FIGHTING BIG OIL AND WINNING

Mountain Gorilla
Mountain Gorillas in Virunga National Park, Photo ©2023 Virunga National Park

 

Virunga is the oldest national park in Africa; the 1.9-million acre, Congolese retreat hosts an incredible array of vegetation, landforms, and wildlife. So in the summer of 2010, when SOCO International—a half-billion-dollar, British-based energy exploration company—received permission to probe for oil inside the storied park, Balole rolled up his sleeves. The 45 year-old Virunga planning officer and CSF alum worked hard to keep the park from being poked, prodded, and potentially scarred by SOCO.

After taking our Economic Tools for Conservation course, Balole knew that if he made a strong enough economic argument for investing in conservation instead of SOCO, he could prevent environmental destruction and rescue the threatened gorilla population in the park from SOCO’s development. 

Then the turf war really began. SOCO launched a high-profile, goodwill campaign, promising that its oil searching efforts would bring Virunga communities school, jobs, roads and better livelihoods and, in the end, $200,000 in generated revenue. Balole, however, was ready to fight a battle of metrics. Via cost-benefit analysis, he proved that nature conservation would provide a greater economic boost to the communities surrounding Virunga than oil exploration. He illustrated that a robust park—complete with food services, lodging infrastructure, and transportation services—could generate as much as that every year, and that park tourism overall could easily contribute to the region annually. A Virunga without oil exploration, Balole added, has already provided its local communities with nine schools, a healthcare center, tree plantations, a networked water supply, and a hydroelectric dam. In fact, park policy has been to share 30 percent of its revenues with the communities that it hosts.

Ephrem Balole, former Deputy Director of Virunga National Park © Eva Danulat
Ephrem Balole, former Deputy Director of Virunga National Park © Eva Danulat

 

“Virunga National Park is the key to increasing tourism in our country based on its location and what it has to offer. The schools, health care centers, roads, dams, tree plantations, biomass briquettes and employment all help alleviate poverty,” says Balole “All of this already exists; it is more than what is expected from the oil companies.”
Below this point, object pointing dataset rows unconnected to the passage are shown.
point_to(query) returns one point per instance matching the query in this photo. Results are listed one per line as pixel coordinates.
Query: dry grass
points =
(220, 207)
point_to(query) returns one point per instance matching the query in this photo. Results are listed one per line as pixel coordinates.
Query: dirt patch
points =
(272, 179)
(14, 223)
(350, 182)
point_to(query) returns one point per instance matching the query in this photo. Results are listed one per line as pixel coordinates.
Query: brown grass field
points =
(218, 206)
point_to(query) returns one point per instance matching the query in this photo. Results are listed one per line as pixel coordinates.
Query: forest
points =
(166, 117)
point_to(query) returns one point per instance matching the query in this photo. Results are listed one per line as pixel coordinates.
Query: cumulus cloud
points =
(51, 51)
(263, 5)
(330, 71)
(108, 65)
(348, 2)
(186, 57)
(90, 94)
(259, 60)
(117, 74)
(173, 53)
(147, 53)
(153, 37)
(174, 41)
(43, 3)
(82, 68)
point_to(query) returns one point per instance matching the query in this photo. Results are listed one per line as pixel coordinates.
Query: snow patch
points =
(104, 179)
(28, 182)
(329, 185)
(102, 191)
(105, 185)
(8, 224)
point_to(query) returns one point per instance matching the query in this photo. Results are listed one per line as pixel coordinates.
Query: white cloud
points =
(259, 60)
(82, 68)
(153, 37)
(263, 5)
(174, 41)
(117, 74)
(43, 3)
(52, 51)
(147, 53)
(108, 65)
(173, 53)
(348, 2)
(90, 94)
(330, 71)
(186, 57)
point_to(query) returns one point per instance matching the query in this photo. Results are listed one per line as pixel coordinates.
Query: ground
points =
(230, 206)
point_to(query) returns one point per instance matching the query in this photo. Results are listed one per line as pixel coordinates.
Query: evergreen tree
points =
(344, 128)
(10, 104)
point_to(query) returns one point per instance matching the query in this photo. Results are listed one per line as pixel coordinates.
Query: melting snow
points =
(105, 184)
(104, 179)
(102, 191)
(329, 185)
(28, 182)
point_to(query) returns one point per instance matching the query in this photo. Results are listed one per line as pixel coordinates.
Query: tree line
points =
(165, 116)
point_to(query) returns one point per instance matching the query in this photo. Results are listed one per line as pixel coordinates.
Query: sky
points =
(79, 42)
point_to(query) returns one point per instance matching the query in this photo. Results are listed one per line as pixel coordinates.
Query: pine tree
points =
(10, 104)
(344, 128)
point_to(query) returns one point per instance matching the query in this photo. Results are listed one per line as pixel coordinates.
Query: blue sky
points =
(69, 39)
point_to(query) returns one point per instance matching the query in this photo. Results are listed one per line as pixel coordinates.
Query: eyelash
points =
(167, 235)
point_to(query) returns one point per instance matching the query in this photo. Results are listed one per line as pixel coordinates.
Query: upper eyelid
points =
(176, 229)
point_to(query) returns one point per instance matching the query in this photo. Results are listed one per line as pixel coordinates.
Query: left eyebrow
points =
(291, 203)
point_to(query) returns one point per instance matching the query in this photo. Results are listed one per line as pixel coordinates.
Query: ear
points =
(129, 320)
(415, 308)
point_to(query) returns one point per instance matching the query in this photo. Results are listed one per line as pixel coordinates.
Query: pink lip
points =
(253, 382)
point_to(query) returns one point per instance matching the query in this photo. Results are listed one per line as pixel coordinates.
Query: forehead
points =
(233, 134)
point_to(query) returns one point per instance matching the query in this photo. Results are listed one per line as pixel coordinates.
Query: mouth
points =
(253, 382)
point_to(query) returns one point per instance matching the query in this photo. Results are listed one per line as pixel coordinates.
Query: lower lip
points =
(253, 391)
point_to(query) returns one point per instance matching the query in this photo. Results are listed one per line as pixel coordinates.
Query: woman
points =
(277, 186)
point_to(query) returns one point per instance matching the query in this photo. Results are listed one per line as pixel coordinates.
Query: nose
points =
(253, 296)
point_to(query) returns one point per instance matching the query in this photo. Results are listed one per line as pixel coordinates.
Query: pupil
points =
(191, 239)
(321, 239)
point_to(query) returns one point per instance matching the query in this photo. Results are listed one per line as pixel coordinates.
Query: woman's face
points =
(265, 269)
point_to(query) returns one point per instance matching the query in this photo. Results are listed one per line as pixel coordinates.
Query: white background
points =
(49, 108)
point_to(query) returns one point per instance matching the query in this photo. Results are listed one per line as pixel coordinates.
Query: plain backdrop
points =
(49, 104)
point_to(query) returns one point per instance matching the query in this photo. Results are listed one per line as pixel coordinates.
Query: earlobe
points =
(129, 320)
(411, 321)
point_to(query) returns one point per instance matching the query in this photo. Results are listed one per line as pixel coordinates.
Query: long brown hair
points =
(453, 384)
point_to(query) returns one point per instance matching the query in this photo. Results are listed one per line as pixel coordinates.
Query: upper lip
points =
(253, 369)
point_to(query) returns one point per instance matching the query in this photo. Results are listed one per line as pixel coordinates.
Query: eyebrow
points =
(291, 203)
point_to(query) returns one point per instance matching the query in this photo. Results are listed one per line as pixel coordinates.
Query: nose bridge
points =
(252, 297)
Balole was able to place an economic valuation on the park’s wildlife. The cost of oil activity affecting the lives and habitations of animals that included Virunga’s elephants, hippopotami, and buffalo could be high. There was also the potential cost of oil exploration on resources like Lake Edward and its outlying savannas. Plus Virunga is home to several hundred of the remaining 800 or so mountain gorillas still in existence. Putting a price on the value of these gorillas is an impossible task.

In late 2010, Balole and others from Virunga National Park met with government policy-makers and members of the Democratic Republic of the Congo’s parliament. They explained themselves and provided their metrics—and obviously made an impression. In response to legal opposition and pragmatic arguments like Ephrem’s, SOCO International announced plans to abandon their oil concession in Virunga, a commitment reiterated in March of 2015. Balole, it could be said, saved Virunga’s skin and more.